Context Guardian

Context Guardian

MCP server that cuts cloud LLM costs 36-42% by indexing context locally and giving agents precision retrieval tools instead of raw context dumps.

Category
Visit Server

README

Context Guardian

MCP server that cuts cloud LLM costs 36-42% by indexing context locally and giving agents precision retrieval tools instead of raw context dumps.

Works with any MCP-compatible agent (Claude Code, Cursor, Aider, Cline, Factory Droid). Also works as a transparent proxy for agents that use OpenAI/Anthropic APIs directly.

How It Works

  1. Your agent sends a massive prompt (code + logs + configs) to the cloud
  2. Context Guardian intercepts it, chunks and indexes it locally using Ollama
  3. Instead of the raw dump, the cloud model gets tools to search the indexed content
  4. The model retrieves only what it needs → fewer tokens processed → lower cost

The local LLM (Qwen 3.5 4B) handles classification and embedding. The cloud model does the reasoning. You pay for focused retrieval, not haystack scanning.

Quick Start (MCP Mode)

# Install
npm install -g context-guardian-mcp

# Start the MCP server
context-guardian mcp

# Add to your agent's MCP config:
#   URL: http://localhost:9120/mcp

Factory Droid

droid mcp add context-guardian http://localhost:9120/mcp --type http

Claude Code / Cursor / Cline

Add to your MCP settings:

{
  "mcpServers": {
    "context-guardian": {
      "url": "http://localhost:9120/mcp"
    }
  }
}

Quick Start (Proxy Mode)

# Start the proxy
context-guardian start

# Point your agent to the proxy instead of OpenAI/Anthropic:
export OPENAI_BASE_URL=http://localhost:9119/v1

The proxy intercepts requests above the token threshold, rewrites them with RAG tools, runs a multi-round tool loop with the cloud, and returns the final response. Requests below the threshold pass through unchanged.

Requirements

  • Node.js 20+
  • Ollama running locally with:
    • ollama pull qwen3.5:4b (intent extraction + classification)
    • ollama pull nomic-embed-text (embeddings)

MCP Tools Exposed

Tool Description
index_content Index raw text (code, logs, configs) into the local store
grep Regex search across all indexed content with context lines
log_search Search logs/errors by query with relevance scoring
file_read Read a specific indexed file or path
summary Get a summary of indexed content by topic
repo_map Structural map of indexed repository (key files + symbols)
file_tree Compact file tree with coverage summary
symbol_find Find functions/classes/interfaces across indexed code
git_diff Inspect git changes (working/staged/all scope)
test_failures Summarize failing tests from logs or run project tests
run_checks Run lint/typecheck/test/build validation

Benchmark Results

Measured on a real codebase (WebLLM/Bonsai-WebGPU R&D repository — public), 3 scenarios (75K-98K tokens each), 3 repeats, live Claude Opus via Factory Droid.

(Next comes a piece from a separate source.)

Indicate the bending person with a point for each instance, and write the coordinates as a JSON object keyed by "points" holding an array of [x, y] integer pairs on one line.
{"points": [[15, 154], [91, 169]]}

Mode Accuracy Token Reduction Cost Reduction
Baseline (raw dump) 100%
MCP (unguided) 100% 43.3% 35.8%
Guided (search plan) 94.4% 53.6% 42.0%

Key findings:

  • Zero accuracy loss when the cloud model uses tools autonomously (unguided MCP mode)
  • 36-42% cost reduction measured in actual billed tokens (Anthropic pricing)
  • On investigation tasks (finding bugs in 75K+ token logs), cost savings reach 50-67%
  • On dense, mostly-relevant code contexts, savings are minimal (~2-14%) — CG correctly adds less value when context is already focused
  • Adds 15-25 seconds per request (MCP indexing + tool calls). Negligible for 20-30 minute agent sessions

Methodology

  • Real files, not synthetic noise. Context is actual GPU kernel code, audit documents, and analysis reports
  • Facts scattered at random positions (not head/tail) to avoid primacy/recency bias
  • Ground truth is regex-checked against specific values in the codebase
  • 95% confidence intervals computed via Student's t-distribution
  • Reproducible: npm run bench:oss (local, no API key needed) or npm run bench:realworld (requires Droid CLI)
  • Full results in benchmark/realworld-3way-results.json

CLI Commands

context-guardian start          # Start proxy server (port 9119)
context-guardian mcp            # Start MCP server (port 9120)
context-guardian init           # Generate default config file
context-guardian sessions       # List recent proxy sessions
context-guardian compact        # Manual session compaction
context-guardian eval --prompt  # A/B evaluation of a prompt
context-guardian dry-run --file # Preview rewrite without cloud call
context-guardian check          # Verify Ollama + model availability

Configuration

Create .context-guardian.json with context-guardian init, or pass CLI flags:

context-guardian start \
  --port 9119 \
  --threshold 8000 \      # tokens above this trigger interception
  --budget 4000 \         # max tokens in rewritten request
  --model qwen3.5:4b \    # local LLM model
  --endpoint http://localhost:11434  # Ollama URL

Architecture

Agent (Claude Code, Cursor, Aider...)
  │
  ├─[MCP mode]─→ Context Guardian MCP Server ──→ Ollama (local)
  │               index_content / grep / search    ↓
  │               ←── tool results ────────────── chunks + embeddings
  │
  └─[Proxy mode]→ Context Guardian Proxy ──→ Cloud API (OpenAI/Anthropic)
                   intercept → rewrite → tool loop → response

Local processing: Chunking, classification (7 types), embedding (nomic-embed-text), cosine similarity search, entity extraction, session memory with SQLite persistence.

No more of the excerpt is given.